# Old Buck (1982 Model 26000)



## tfdchief (Nov 24, 2009)

OK, I have been reading posts here for some time.  Very interesting and informative.  I am old, as is my Little Buck.  I have had it since purchasing new in 1982 - saved for a long time to buy it - $900 in 1982.  I really would like to have one of the new EPA certified inserts with all the new technology, but I have burned the "old buck" for a long time and guess I didn't no what I was missing.  I actually didn't realize it until I decided just recently to direct connect my insert to a SS liner.  It is in a Majestic metal ZC fireplace and has never been direct connected.  Are the new ones really that good?  Cause I sure have heated my house pretty well for over 25 years now.  Is anyone else still burning an old buck?  Just curious.


----------



## gzecc (Nov 24, 2009)

TFD, I have a 28000 big buck. Efficiency is what we are missing. We use more wood than the newer units. I use about 3 cords of high quality wood per year. If I had a new insert I would probably use 1.5-2 per year.
How different is it, hooked up to a liner?  Mine has always been attached to a liner, so I don't know the difference.


----------



## pgmr (Nov 24, 2009)

I don't have an old Buck, but I just installed a new one.  Replaced an old insert of the approximate vintage of yours.  The comparison is night and day.  New stove has been burning all day on the same three splits.   Granted, it is warm out and stove is running on low air setting, but this is a great testament to the efficiency and versatility of the new cat stove.  Old stove would either be over heating the house, stinking up the neighborhood with smoke or both.  

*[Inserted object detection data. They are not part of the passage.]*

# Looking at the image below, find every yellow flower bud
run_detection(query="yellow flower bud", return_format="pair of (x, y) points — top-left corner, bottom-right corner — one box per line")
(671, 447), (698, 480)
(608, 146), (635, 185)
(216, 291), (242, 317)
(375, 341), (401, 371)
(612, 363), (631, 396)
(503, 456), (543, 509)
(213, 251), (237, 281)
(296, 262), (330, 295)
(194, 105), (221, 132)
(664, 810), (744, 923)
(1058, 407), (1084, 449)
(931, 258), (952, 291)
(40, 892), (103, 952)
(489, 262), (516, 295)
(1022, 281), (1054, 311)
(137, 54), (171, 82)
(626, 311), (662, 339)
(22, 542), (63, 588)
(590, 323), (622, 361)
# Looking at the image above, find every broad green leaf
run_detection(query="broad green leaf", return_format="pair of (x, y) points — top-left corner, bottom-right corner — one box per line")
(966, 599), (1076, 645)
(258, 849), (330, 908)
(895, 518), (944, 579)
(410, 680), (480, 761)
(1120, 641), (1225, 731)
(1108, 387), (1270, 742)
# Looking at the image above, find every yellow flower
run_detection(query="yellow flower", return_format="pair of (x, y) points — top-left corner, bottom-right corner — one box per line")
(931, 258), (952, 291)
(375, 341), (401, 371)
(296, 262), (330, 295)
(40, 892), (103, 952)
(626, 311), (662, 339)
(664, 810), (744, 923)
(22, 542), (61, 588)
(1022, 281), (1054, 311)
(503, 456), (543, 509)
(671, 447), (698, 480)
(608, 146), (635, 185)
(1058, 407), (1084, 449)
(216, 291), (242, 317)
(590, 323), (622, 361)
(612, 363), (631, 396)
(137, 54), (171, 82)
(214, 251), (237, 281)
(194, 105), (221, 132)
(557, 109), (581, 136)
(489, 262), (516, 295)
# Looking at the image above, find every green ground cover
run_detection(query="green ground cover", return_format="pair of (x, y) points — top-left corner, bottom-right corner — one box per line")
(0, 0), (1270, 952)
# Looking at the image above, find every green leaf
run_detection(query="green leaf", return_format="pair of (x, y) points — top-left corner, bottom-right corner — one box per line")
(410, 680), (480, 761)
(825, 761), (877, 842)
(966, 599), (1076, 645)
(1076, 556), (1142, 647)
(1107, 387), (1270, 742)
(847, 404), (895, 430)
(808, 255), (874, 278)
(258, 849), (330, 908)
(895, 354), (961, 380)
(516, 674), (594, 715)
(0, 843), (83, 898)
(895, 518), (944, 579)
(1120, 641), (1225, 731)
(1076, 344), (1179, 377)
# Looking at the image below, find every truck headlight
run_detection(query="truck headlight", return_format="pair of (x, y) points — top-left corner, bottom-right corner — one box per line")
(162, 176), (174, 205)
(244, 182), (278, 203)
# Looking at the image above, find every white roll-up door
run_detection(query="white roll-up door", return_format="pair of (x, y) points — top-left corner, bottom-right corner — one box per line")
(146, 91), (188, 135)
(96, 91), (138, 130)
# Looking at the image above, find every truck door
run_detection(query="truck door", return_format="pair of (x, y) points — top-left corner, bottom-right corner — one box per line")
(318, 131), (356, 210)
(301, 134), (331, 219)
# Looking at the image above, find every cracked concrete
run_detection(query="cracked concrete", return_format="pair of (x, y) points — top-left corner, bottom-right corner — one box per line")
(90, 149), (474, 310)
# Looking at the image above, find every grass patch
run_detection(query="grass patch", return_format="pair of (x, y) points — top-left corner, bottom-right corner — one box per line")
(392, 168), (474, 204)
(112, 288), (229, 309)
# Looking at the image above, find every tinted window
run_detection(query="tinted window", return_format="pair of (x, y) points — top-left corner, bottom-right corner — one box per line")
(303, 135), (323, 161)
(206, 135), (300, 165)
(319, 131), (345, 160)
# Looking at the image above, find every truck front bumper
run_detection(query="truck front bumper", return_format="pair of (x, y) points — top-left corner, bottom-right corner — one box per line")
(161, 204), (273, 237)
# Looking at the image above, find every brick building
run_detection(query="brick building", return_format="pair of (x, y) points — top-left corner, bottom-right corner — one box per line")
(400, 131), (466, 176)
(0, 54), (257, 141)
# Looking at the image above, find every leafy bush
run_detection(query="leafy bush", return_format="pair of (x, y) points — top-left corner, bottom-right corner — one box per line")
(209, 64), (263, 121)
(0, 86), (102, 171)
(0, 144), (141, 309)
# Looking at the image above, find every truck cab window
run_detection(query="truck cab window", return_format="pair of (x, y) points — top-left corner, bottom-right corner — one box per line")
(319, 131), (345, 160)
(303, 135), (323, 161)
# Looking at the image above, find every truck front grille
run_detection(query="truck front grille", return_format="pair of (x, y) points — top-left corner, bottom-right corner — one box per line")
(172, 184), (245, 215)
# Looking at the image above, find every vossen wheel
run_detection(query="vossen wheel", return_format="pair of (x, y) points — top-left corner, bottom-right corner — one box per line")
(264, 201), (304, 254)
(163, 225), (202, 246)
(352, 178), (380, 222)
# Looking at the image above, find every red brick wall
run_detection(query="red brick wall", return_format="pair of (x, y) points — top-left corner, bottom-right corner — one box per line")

It's hard to give up the old stove, I know, but it won't take you long to forget it once the new one is installed.  Carpenter friend from church just hauled our old one off to heat his barn with today...no tears shed on my part!  ;-)


----------



## tfdchief (Nov 24, 2009)

I guess I don't mind the amount of wood because I like everything about burning wood - cutting, splitting, well not stacking!, the security of my own self reliance, and my wife and dog love to be warm!  I am just starting to find out the differences in being directly connected.  It has been mild here, so I have not really been able to keep it going for any length of time.  It does seem to draft harder.  I even glued a piece of 3/4" gasket material at the top and bottom door lap holes (the small hole left at the top and bottom of the door where it laps)  Before, I could shut the drafts and damper and burn about the right temperature for long burns.  After the SS liner direct connect, it still burned to hot with everything shut down and those holes still letting in air.  The main reason I direct connected it was because right above the stove, in the fireplace firebox area, the smoke slowed, cooled and left a lot of creosote.  The stove had to be pulled each year to clean it.  On up the flue, the creosote was never much of a problem.  Now that I am gettin older, I am hoping the direct connect will creosote less and I can clean without removing the stove (that is as long as the rear mount fan motor doesn't shoot craps!)   I saw on one of the posts where someone with an older stove retrofitted it with a secondary burn.  I am interested in whoever posted that.  How did you do it, what brand of stove, did it work OK?


----------



## tfdchief (Nov 24, 2009)

gzecc said:
			
		

> TFD, I have a 28000 big buck. Efficiency is what we are missing. We use more wood than the newer units. I use about 3 cords of high quality wood per year. If I had a new insert I would probably use 1.5-2 per year.
> How different is it, hooked up to a liner?  Mine has always been attached to a liner, so I don't know the difference.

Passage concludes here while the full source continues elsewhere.